Ma per spiegare il fenomeno dell'attaccamento morboso alla propria madre voglio portarti un esempio linguistico: gli inglesi usano un buffo idioma per designare la categoria dei bambini "mammoni":
"he-she's tied to mother's apron strings ("lacci del grembiule della mamma")", ovvero il nostro "è sempre attaccato alle gonnelle della mamma".
Niente di più vero. Io non indosso la gonna, né il grembiule, ma riesci ugualmente ad incollarti ai miei leggings e ad abbracciare forte i miei stivali con aria supplichevole, quasi a dirmi "Non andare, non lasciarmi sola, non fare come babbo che mi abbandona continuamente!".

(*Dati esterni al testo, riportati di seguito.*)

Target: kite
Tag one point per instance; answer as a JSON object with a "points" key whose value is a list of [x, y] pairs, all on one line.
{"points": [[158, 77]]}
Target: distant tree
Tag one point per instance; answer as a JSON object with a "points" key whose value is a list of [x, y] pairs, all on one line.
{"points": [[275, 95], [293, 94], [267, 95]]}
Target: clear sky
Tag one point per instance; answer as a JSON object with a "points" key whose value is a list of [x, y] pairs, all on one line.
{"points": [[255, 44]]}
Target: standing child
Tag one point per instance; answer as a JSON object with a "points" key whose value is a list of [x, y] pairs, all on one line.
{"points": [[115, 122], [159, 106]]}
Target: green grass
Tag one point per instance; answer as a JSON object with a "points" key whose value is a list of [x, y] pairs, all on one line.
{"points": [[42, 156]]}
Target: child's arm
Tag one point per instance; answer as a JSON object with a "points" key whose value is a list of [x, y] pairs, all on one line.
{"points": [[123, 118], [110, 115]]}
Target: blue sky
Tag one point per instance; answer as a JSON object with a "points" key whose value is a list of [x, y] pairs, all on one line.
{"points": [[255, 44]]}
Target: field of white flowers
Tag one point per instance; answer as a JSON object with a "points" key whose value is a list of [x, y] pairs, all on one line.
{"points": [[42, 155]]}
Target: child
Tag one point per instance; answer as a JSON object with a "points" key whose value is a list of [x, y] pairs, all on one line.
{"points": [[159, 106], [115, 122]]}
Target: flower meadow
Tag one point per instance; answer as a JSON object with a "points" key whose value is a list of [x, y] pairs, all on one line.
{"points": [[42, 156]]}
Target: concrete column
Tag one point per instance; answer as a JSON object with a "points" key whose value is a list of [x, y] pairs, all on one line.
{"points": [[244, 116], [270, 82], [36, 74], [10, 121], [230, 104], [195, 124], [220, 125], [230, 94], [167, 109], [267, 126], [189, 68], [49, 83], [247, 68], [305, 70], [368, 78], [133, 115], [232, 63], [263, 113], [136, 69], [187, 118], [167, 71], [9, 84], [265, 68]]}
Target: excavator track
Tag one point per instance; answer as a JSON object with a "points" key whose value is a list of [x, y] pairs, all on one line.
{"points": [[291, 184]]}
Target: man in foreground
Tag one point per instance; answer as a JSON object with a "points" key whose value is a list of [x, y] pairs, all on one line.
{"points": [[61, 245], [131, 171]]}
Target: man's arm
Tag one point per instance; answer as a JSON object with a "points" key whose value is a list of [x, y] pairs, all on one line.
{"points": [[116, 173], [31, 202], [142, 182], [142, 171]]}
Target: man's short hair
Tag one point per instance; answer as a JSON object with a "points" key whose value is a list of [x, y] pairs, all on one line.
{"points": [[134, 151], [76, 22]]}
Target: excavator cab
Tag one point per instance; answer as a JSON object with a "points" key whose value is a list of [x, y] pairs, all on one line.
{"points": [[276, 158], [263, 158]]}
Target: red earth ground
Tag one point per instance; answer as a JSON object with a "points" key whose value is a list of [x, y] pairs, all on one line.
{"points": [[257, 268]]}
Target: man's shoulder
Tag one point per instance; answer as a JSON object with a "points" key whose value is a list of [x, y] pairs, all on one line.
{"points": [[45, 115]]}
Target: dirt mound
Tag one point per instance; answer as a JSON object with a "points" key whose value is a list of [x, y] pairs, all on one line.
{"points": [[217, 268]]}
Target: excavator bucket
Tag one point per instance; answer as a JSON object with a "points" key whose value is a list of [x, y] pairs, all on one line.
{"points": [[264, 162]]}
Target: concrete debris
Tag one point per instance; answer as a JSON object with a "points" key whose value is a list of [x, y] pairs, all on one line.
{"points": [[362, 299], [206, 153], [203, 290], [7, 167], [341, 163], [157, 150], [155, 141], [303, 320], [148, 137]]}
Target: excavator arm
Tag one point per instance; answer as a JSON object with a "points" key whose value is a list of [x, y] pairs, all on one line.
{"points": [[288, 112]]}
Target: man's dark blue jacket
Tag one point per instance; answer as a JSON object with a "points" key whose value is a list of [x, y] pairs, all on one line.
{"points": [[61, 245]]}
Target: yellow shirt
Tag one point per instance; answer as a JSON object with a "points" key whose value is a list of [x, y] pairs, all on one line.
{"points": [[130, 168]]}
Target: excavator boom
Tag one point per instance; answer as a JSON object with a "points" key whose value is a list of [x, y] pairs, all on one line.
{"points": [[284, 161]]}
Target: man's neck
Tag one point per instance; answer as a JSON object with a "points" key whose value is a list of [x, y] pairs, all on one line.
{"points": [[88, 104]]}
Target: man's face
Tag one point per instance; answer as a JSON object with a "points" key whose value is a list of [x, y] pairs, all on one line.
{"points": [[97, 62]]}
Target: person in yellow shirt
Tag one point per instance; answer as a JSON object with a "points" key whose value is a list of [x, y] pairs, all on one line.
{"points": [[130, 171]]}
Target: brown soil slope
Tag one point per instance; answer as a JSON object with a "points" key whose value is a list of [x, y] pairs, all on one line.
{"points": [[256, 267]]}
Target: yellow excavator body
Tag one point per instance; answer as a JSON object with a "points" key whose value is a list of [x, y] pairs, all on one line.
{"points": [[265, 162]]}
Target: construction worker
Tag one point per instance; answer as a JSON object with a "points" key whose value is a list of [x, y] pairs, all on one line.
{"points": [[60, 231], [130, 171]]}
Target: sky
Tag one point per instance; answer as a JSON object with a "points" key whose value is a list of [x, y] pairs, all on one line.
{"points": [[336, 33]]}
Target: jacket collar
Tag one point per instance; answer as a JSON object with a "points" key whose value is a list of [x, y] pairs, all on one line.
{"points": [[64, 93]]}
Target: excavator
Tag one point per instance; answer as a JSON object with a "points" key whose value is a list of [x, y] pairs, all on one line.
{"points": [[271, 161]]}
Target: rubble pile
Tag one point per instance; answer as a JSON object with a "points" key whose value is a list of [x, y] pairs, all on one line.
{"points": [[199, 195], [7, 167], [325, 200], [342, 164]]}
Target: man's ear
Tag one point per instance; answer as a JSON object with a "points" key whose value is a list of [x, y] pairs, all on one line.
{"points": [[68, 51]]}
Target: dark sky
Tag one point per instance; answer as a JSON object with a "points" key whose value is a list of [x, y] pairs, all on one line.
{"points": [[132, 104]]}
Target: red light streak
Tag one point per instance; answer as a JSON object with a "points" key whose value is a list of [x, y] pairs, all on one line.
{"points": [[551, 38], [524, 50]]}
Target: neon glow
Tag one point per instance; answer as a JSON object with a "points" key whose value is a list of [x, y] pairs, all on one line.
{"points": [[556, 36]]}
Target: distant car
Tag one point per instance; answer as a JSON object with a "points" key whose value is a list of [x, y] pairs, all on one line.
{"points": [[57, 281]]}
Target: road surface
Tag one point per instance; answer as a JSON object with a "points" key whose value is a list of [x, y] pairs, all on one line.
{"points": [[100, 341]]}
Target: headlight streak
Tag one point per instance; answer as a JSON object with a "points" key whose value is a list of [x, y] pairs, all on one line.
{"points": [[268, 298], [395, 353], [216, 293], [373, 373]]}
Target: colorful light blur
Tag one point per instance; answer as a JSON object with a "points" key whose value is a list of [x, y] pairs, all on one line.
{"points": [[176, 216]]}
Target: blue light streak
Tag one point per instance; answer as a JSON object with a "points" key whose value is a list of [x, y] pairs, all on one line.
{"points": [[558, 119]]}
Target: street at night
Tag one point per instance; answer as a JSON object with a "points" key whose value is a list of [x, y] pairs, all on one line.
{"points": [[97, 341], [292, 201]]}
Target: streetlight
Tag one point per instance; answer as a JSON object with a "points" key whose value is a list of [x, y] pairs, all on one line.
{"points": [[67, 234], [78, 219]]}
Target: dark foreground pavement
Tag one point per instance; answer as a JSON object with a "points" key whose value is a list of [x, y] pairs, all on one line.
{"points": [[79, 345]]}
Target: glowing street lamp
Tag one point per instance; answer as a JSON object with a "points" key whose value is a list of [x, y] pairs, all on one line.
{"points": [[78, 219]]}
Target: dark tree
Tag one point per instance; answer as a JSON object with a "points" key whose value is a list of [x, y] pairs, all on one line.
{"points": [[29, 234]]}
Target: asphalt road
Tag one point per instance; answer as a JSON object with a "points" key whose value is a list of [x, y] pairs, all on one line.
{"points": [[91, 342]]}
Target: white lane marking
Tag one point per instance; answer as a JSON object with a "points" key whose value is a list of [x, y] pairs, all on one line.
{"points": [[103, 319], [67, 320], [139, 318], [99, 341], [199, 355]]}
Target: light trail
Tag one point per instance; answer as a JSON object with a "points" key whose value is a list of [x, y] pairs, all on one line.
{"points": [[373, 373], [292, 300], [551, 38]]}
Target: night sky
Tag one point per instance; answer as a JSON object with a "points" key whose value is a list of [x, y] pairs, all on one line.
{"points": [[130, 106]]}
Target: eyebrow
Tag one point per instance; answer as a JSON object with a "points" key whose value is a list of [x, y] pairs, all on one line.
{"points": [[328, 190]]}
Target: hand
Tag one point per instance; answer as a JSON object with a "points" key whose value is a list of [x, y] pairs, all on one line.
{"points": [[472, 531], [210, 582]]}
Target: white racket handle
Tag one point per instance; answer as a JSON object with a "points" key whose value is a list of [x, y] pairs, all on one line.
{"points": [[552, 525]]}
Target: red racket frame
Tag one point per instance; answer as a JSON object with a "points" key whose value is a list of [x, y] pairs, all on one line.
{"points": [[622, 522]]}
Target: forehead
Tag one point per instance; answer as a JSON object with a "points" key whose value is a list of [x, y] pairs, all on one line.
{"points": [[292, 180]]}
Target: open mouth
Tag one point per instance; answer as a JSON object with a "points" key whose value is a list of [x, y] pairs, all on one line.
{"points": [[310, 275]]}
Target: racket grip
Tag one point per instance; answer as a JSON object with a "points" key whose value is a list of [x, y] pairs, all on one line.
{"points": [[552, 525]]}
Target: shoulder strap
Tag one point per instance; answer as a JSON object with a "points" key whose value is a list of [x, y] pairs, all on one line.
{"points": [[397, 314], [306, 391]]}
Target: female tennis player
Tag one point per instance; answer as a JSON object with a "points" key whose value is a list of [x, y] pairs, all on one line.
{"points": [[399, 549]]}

Povero babbo, se avesse le ali volerebbe ogni giorno fin qua per farti compagnia, ma tu sei ancora troppo piccola per capirlo e quindi credi che parta perché VUOLE, non perché DEVE.
Il tuo fortissimo attaccamento nei miei confronti mi costringe a portarti sempre con me, a non voltare mai l'angolo senza averti prima presa in braccio. Bellissimo, sì, ma anche molto faticoso. 
Forse è una fase della tua vita legata alla paura dell'abbandono, sulle riviste psicologi infantili e puericultrici dicono che basta un oggetto detto "di transizione" per calmare un bambino, ma neppure il più bel pupazzo o il più morbido orsacchiotto riescono a placare la tua "fame" di mamma, e io devo esserci. Sempre.